I called her later, to fill her in on some information regarding her estate paperwork, and then chided her for risking her health, all to get her hair dyed. I told her if she needed anything, anything at all, she should call me and I would get it for her, and bring it to her. She reacted like a petulant child, and, in a sing-songy voice said, “Sorry MOM!”
And then she hung up on me. Again.
So, I haven’t called her in about a week, doing some psychological punishing for her actions.
This afternoon, at 5:04pm, me phone rings. I look and it says, “Irene Rush”.
Instantly my eyes begin their involuntary eye roll, but I answer, concerned (as always) that something might be wrong.
The first thing she says is, “I’m fine. BUT, I need you to go shopping for me. I got the Stop & Shop flier and have a list based on the sale items.”
To which I calmly (ok, maybe not so calmly) reply, “there probably aren’t going to BE any sale items. We are in a bit of a demand crisis lately.”
She ignores me, and proceeds to give me a very specific brand and SIZE list of what she needs at the store.
I say to her, “ok, but they may not have exactly what you want. Is there a substitute in case they don’t have these things?”
To which she replies, “It’s on the flier. Why wouldn’t they have it?”
By now, I have begun to pour a gigantic glass of wine.
So, we go through the list, and she gives me substitutions, or, alternatively, orders of what to “forget about, if they don’t have <EXACTLY THIS THING>”.
So, trying to be helpful, and, knowing I have an abundance of fresh produce (which she has not included as any EXACT THING on her list) I ask her if she could use any of the things I have in my fridge. I don’t tell her it’s in my fridge, but figure maybe she might add some fresh items (besides Campari tomatoes “which are buy one get one free, but I only want one” and iceberg lettuce
“how about romaine mom, iceberg is just water?”.
“If I wanted romaine I would have ASKED for romaine.”)
Her response was to go into a diatribe abut how the Chinese should be punished for infecting the world with their filthy disease, and now they are going to profit from our demand for certain items and gouge us.

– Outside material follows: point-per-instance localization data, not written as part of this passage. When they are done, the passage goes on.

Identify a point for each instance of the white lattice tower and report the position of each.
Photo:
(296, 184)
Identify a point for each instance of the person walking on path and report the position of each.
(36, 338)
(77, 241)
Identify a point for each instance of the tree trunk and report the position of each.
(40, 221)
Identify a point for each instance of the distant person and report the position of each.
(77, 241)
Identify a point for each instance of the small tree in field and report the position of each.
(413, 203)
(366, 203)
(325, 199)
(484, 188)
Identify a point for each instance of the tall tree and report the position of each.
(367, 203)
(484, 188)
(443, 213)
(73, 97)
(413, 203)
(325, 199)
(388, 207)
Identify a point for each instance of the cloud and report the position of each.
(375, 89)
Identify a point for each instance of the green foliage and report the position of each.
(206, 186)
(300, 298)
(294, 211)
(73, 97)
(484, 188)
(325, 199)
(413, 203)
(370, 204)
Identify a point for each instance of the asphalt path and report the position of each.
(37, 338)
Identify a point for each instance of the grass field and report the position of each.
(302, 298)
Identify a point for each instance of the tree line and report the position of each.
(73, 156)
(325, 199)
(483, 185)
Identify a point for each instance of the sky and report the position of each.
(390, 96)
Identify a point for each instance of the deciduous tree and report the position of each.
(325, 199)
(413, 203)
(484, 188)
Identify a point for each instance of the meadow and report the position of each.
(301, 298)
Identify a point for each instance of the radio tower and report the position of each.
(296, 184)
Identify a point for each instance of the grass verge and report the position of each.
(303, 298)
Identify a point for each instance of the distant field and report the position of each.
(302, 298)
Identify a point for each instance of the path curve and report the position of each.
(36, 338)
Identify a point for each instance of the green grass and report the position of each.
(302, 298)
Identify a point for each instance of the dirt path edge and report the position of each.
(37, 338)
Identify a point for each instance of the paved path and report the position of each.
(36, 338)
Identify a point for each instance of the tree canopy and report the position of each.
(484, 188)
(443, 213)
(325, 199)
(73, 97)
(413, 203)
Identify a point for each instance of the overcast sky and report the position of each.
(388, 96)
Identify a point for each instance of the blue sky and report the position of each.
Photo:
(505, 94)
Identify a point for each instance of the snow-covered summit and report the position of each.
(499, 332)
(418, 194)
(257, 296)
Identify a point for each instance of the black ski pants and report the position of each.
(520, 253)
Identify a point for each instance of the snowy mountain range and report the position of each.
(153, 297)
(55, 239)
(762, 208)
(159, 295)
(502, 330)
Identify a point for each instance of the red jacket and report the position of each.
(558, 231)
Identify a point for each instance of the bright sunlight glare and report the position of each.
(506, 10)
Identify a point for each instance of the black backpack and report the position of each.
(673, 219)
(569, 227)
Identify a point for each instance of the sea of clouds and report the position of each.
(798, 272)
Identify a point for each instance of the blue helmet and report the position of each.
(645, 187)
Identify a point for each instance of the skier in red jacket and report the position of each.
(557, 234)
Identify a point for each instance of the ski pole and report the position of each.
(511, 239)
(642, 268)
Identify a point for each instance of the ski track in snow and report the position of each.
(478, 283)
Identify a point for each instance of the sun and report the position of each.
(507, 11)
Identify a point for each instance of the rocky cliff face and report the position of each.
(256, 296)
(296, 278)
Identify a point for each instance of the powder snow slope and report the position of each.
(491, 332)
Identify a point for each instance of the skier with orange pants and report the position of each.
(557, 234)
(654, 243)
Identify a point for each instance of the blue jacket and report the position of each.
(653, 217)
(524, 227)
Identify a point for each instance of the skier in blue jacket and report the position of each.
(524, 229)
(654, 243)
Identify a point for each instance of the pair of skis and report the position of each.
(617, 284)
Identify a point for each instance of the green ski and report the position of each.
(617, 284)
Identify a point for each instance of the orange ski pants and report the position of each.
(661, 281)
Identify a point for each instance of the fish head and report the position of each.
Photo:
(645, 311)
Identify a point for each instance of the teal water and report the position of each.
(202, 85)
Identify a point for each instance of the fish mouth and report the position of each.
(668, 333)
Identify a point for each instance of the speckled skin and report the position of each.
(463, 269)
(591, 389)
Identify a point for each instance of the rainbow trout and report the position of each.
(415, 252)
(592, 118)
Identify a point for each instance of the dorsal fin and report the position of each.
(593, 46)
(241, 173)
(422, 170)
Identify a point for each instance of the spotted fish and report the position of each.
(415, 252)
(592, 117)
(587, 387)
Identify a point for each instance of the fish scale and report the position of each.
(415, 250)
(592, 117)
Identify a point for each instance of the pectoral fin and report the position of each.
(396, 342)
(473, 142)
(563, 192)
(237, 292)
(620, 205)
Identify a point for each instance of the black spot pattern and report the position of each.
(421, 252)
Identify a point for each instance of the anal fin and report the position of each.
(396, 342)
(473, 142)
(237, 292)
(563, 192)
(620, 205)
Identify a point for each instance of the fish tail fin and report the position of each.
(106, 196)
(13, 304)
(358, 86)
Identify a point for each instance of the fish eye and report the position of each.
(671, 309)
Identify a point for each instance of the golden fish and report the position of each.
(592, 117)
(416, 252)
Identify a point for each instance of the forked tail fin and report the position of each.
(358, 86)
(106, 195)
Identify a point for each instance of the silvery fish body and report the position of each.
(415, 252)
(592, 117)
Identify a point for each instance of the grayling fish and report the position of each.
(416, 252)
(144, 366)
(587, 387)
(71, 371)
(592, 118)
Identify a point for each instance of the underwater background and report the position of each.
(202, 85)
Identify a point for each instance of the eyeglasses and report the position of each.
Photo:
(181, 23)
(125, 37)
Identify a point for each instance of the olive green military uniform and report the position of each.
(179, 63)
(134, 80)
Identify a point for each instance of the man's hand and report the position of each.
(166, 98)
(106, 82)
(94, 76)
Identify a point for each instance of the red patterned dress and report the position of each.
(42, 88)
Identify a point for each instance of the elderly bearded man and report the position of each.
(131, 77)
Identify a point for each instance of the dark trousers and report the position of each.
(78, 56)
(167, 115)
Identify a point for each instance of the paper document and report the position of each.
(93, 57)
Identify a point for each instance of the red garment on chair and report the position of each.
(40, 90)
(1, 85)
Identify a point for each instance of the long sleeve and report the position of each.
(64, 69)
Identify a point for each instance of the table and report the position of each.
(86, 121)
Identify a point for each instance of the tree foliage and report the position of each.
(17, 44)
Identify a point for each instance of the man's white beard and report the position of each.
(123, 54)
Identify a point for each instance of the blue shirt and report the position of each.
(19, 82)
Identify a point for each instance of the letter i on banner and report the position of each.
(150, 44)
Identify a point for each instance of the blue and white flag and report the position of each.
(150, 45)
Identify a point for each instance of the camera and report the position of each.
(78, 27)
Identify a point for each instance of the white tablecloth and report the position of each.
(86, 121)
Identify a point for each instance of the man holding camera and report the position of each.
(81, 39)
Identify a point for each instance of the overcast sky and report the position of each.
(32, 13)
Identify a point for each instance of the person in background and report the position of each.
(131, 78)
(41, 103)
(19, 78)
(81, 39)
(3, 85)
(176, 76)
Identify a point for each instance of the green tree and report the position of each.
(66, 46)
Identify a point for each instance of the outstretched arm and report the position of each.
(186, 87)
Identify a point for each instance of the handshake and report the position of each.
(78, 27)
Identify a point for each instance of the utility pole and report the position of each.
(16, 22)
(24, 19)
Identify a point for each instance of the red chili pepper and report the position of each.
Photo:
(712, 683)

I take a big gulp of my pinot.
Then I say, calmly (really, really trying to be calm now) “Mom, how did we go from daikon radishes to the scourge that China brought to the US?”
To which she replied, “oh, I guess I should have signaled before I turned. So, your Uncle called to tell me so-and-so just died…” and went on to tell me about relatives who I have no clue who they are to have sadly passed.

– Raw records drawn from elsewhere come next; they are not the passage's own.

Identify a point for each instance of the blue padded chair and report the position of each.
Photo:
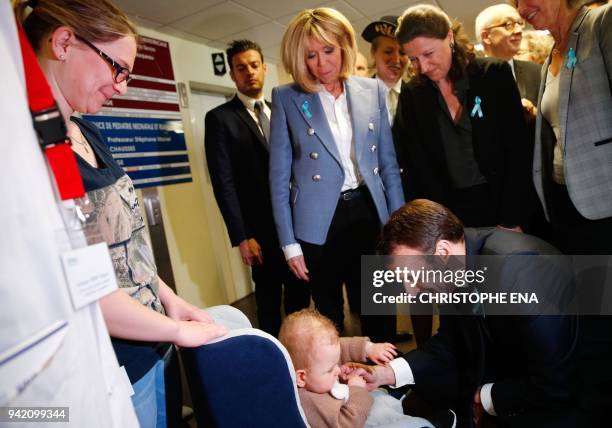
(245, 379)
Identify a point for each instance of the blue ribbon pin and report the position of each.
(571, 59)
(477, 110)
(305, 109)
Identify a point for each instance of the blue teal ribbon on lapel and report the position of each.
(306, 110)
(571, 59)
(477, 110)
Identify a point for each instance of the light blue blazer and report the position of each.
(306, 174)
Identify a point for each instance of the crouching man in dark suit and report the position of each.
(236, 142)
(492, 370)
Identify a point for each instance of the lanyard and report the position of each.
(49, 125)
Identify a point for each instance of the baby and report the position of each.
(316, 351)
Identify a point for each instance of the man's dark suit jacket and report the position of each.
(500, 139)
(237, 157)
(528, 79)
(527, 358)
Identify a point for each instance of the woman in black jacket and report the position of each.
(461, 138)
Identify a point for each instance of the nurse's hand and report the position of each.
(297, 265)
(190, 334)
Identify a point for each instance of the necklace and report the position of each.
(81, 142)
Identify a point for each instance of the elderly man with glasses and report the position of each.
(499, 29)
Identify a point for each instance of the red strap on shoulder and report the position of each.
(50, 126)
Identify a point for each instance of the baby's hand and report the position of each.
(356, 380)
(381, 353)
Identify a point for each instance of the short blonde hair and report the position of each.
(302, 331)
(94, 20)
(325, 25)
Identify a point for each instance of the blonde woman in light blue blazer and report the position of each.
(334, 177)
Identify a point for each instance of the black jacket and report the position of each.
(528, 79)
(500, 139)
(529, 359)
(237, 157)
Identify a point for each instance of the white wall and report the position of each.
(191, 245)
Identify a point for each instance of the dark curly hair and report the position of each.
(238, 46)
(420, 224)
(429, 21)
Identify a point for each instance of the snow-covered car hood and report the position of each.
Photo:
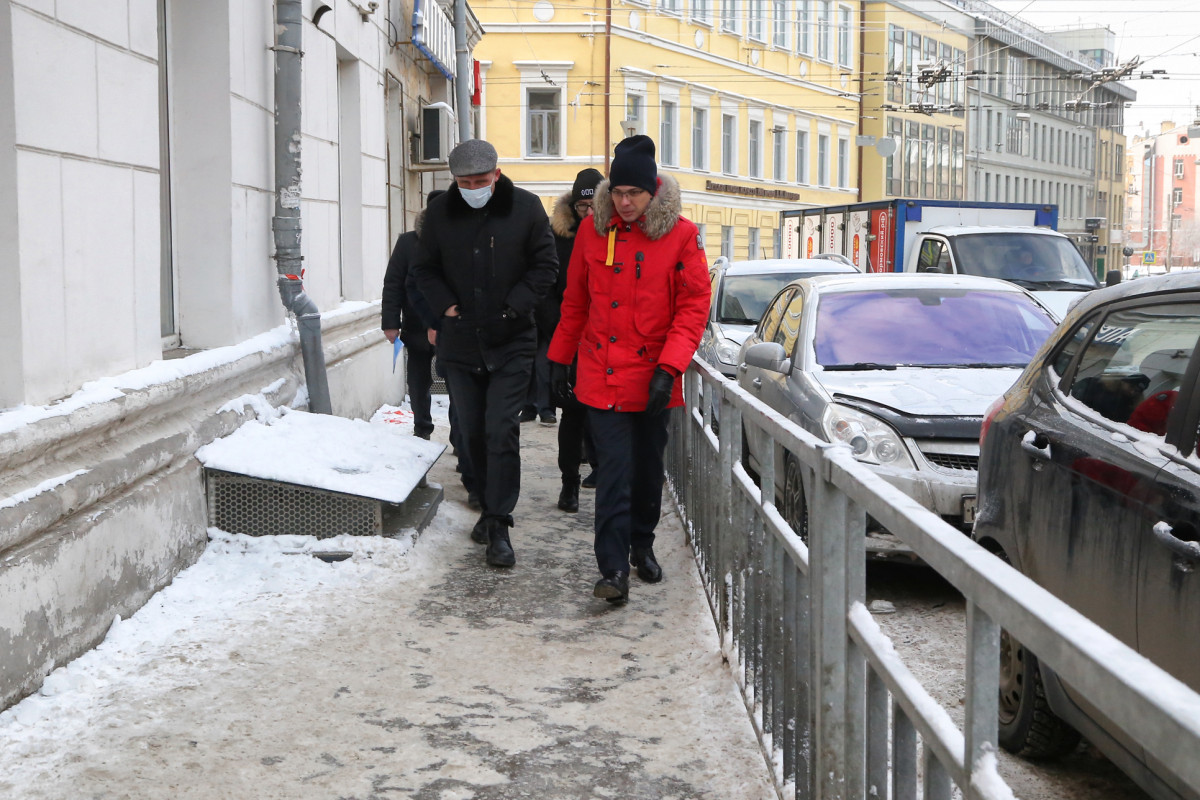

I stopped listening at this point and took a big swig of pinot noir.
I let her continue, inserting encouraging sounds where it felt needed, starting to gather the ingredients for the lasagna I planned on making for dinner.

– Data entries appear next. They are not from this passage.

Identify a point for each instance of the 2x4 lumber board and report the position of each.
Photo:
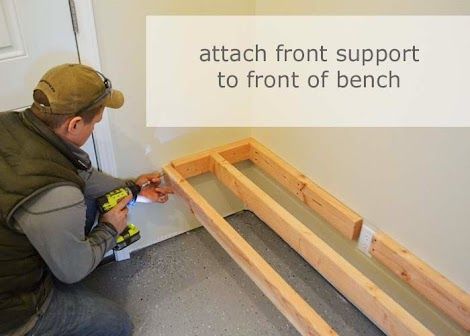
(363, 293)
(445, 295)
(197, 164)
(333, 211)
(296, 310)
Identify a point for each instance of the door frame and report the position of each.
(87, 45)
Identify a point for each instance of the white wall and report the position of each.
(120, 28)
(411, 183)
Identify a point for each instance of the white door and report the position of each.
(35, 35)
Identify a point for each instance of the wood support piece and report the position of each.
(446, 296)
(371, 300)
(198, 164)
(296, 310)
(333, 211)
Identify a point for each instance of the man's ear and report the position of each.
(75, 125)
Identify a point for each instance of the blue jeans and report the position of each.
(77, 311)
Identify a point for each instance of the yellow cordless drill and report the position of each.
(108, 201)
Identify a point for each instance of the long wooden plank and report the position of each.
(296, 310)
(445, 295)
(333, 211)
(370, 299)
(197, 164)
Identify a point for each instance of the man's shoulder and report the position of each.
(53, 199)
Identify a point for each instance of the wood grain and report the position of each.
(333, 211)
(363, 293)
(445, 295)
(296, 310)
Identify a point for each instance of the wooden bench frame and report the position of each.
(379, 307)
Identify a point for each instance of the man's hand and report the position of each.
(158, 194)
(153, 178)
(153, 192)
(117, 216)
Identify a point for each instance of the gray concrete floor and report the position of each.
(188, 285)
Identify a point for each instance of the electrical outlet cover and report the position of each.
(365, 239)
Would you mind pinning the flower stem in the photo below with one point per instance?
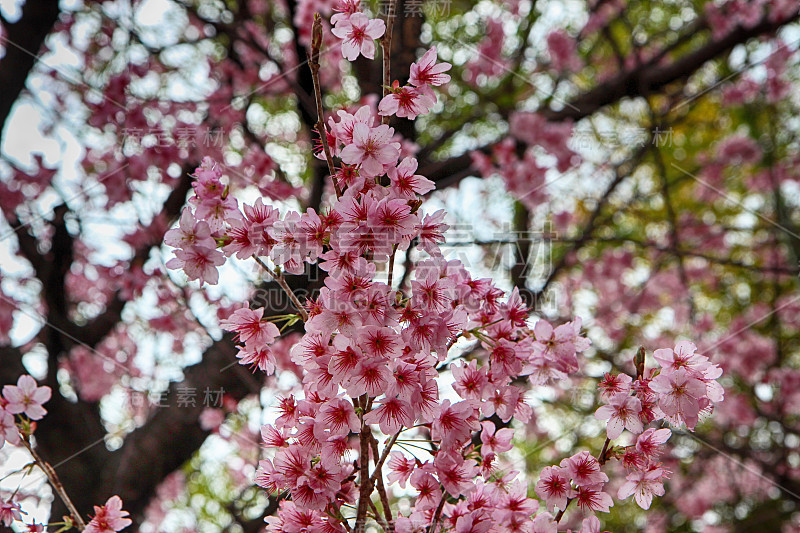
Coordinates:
(386, 46)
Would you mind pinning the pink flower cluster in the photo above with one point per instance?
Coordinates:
(416, 98)
(371, 356)
(109, 518)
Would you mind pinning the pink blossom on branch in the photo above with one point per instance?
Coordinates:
(372, 148)
(26, 397)
(358, 33)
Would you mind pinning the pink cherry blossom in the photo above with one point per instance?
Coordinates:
(8, 429)
(592, 498)
(358, 32)
(679, 395)
(199, 263)
(612, 384)
(391, 415)
(622, 412)
(427, 72)
(495, 441)
(584, 469)
(408, 102)
(401, 468)
(554, 487)
(407, 184)
(248, 325)
(26, 397)
(9, 511)
(649, 441)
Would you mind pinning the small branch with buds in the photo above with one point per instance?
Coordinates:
(313, 63)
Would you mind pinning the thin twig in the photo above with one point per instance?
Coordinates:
(377, 475)
(386, 46)
(52, 477)
(282, 282)
(313, 63)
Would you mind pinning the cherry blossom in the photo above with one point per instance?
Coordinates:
(358, 32)
(109, 518)
(9, 511)
(372, 149)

She stops talking, so I say, “hey can I bring you some lasagna tomorrow with your groceries?”
She replies, incredulously, “Are YOU making lasagna???”
I pause, sip and say, “yes, I am. I was just about to start cooking.”
She pauses (not to sip, she doesn’t drink alcohol, I assure you) and says, “That would be fine.”
We exchange pleasantries, and I hang up. I sit at the dining room table, inhale and exhale deeply for a few breaths, and take another slug of wine.
And then I think about what just happened.
- I did ask her to call me if she needed anything.
- She didn’t go out herself to purchase everything.
- She lives alone and probably is going a little stir crazy.
So, I asked myself:
- Why do I feel so put out whenever she calls?
- Why does she so easily push my buttons?
- Why does she act so defiant and pushy? What does she really feel?
My mother has a habit of alienating everyone around her by telling them what she believes they are doing wrong, and what she things they should do, and why she is right. She does this to me, to her own brother, to her friends, her own doctor. She used to do it to co-workers.
My mantra has always been “I NEVER want to be my mother. I want to be kind and compassionate. I never want to have children and do this to them.”
(I could go into a whole years worth of therapy sessions now, but let’s leave it at that.)
According to the dogma I learned at the meditation center I used to frequent, difficult people are opportunities to understand ourselves better. To learn how to be compassionate to everyone, no matter what.
Maybe, in a strange way, she is my teacher. She is my opportunity to be compassionate, to be a better person, to love despite the pain.